As expected, my analysis shows strong support for believing the user's behavior did change (λ1 would have been close in value to λ2 had this not been true), and that the change was sudden rather than gradual (as demonstrated by τ's strongly peaked posterior distribution).
To explore power demand fluctuation further, I looked into numbers of cars arriving at charging station for each hour of the day. I used maximum likelihood estimation, assuming that my random variable 'number of cars arriving' has poisson distribution. Data show that at peak we could expect up to 8 cars arriving every hour between 3 and 5 PM; all other time, cars arrive at an average rate between 2 and 4 cars per hour.

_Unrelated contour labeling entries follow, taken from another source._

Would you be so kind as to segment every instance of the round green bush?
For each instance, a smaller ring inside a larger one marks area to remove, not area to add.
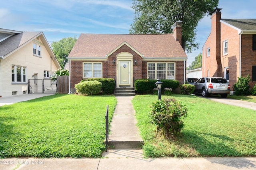
[[[188,114],[186,106],[173,98],[157,100],[150,106],[149,117],[157,129],[168,138],[178,136]]]
[[[102,86],[98,81],[88,81],[75,84],[75,88],[76,92],[81,94],[96,95],[101,92]]]

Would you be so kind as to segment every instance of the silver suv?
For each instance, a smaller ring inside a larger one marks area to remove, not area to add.
[[[222,77],[202,77],[194,85],[196,86],[194,93],[202,94],[204,97],[211,94],[220,94],[222,98],[226,98],[230,92],[228,82]]]

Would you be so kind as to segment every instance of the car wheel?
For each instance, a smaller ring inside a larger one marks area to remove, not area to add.
[[[228,94],[221,94],[220,96],[222,98],[226,98],[228,97]]]
[[[207,92],[206,92],[206,90],[204,88],[202,90],[202,96],[204,97],[204,98],[207,98],[207,97],[208,97]]]

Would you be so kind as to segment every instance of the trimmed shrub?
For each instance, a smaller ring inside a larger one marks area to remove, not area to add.
[[[185,84],[180,86],[182,94],[192,94],[195,90],[196,87],[192,84]]]
[[[246,77],[242,76],[238,78],[238,80],[234,85],[233,89],[235,91],[235,95],[244,96],[250,94],[250,85],[249,82],[251,79],[249,74]]]
[[[253,87],[252,87],[252,94],[254,96],[256,95],[256,84],[255,84]]]
[[[102,89],[103,94],[114,94],[115,89],[115,80],[111,78],[91,78],[83,79],[80,82],[87,81],[97,80],[102,84]]]
[[[157,100],[150,106],[149,116],[158,131],[168,138],[177,137],[183,127],[182,119],[188,114],[186,107],[173,98]]]
[[[96,80],[84,81],[75,84],[76,91],[82,95],[96,95],[101,92],[102,84]]]
[[[136,92],[138,93],[153,93],[153,89],[156,87],[156,80],[150,79],[137,79],[134,83],[134,88]],[[161,88],[171,88],[172,89],[177,88],[180,85],[180,82],[174,80],[161,80],[163,82]]]

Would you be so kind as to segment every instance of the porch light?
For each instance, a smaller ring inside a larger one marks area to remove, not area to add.
[[[163,82],[160,81],[160,79],[158,78],[157,80],[157,81],[155,83],[156,85],[156,87],[157,87],[158,92],[158,100],[161,100],[161,87],[162,87],[162,84],[163,84]]]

To predict electricity demand, we would also need to know how much kWh our users would request. For that, I looked into average charge requests for one car, distributed by the hour of arrival. It turns out, the users who arrive in the mornings, between 6 AM and noon, demand the highest amount of electricity, between 30 and 40 kWh. For cars arriving at other times, the number stays around 20 kWh.
It also worth to look into the lengths of charging sessions. Below is the graph of average lengths of one charging session, distributed by the time of car's arrival.
From a graph we can see there is a visible fluctuation of this random variable. To prove my hypothesis "the average length of a charging session is different for daytime (8AM - 10PM) and nighttime (10PM - 8AM)", I run Welch t-test on two corresponding datasets of sessions charging times.
h0: Time of day do not affect charging length
h1: People charge their cars for longer during daytime (8AM - 10PM)
The mean session length in day group was 3.24 hours (SD = 2.62), whereas the mean session length in night group was 2.47 (SD = 2.81). A Welch two-samples t-test showed that the difference was statistically significant, with t-statistic 19.51 and p < 0.0001.
To plan architectures and scheduling for future charging stations, it worth knowing if current setup satisfies user's demand. To do so, I decided to segment users by the type of a car they drive, and look into the difference between their charging requests and the amount of energy they get.
First, I filtered sessions that match the parameters of Smart ED cars (max kWh delivered < 16.5 due the battery size, and WhPerMile between 300 and 340). In result, I got 5 users with total 147 charging sessions. I used bootstrapping to estimate means distributions for smart drivers kWh requests and kWh delivered.
Results - kWh requested:
All Smart users kWh requests sample mean: 11.7
Variance of all Smart users charge request: 31.4025514739229
All Smart users kWh requests bootstrap sample mean: 11.703125061224489
Variance of all Smart users kWh requests means: 0.212730247727361
Confidence interval for kWh requests means: (11.221622448979591, 12.18626870748299)
Results - kWh delivered:
All Smart kWhDelivered sample mean: 4.51
Variance of all Smart kWhDelivered: 14.037654486784
All Smart kWhDelivered bootsrtap sample mean: 4.519385128000001
Variance of all Smart kWhDelivered means: 0.11195520215423481
Confidence interval for kWh requests means: (4.1704479999999995, 4.8670344000000005)
Data show that on average Smart car drivers requests at least two times more energy than they get.
To find Tesla 3 cars, I filtered data by WhPerMile < 250 (Tesla 3 is the most efficient electric car as of right now). In result, I got 65 users with total 2824 charging sessions.
Similar to Smart ED, Tesla 3 drivers ordered on average almost twice as much electricity as they received:
Tesla 3 users kWh requests sample mean: 24.6
Tesla 3 users kWhDelivered sample mean: 13.0
This EDA showed there is a need for charging process optimization to satisfy user's demand.
It would be interesting to look more into user's charging behavior patterns and predict peaks /drops in electricity demand at scale.
ACN data: https://ev.caltech.edu/dataset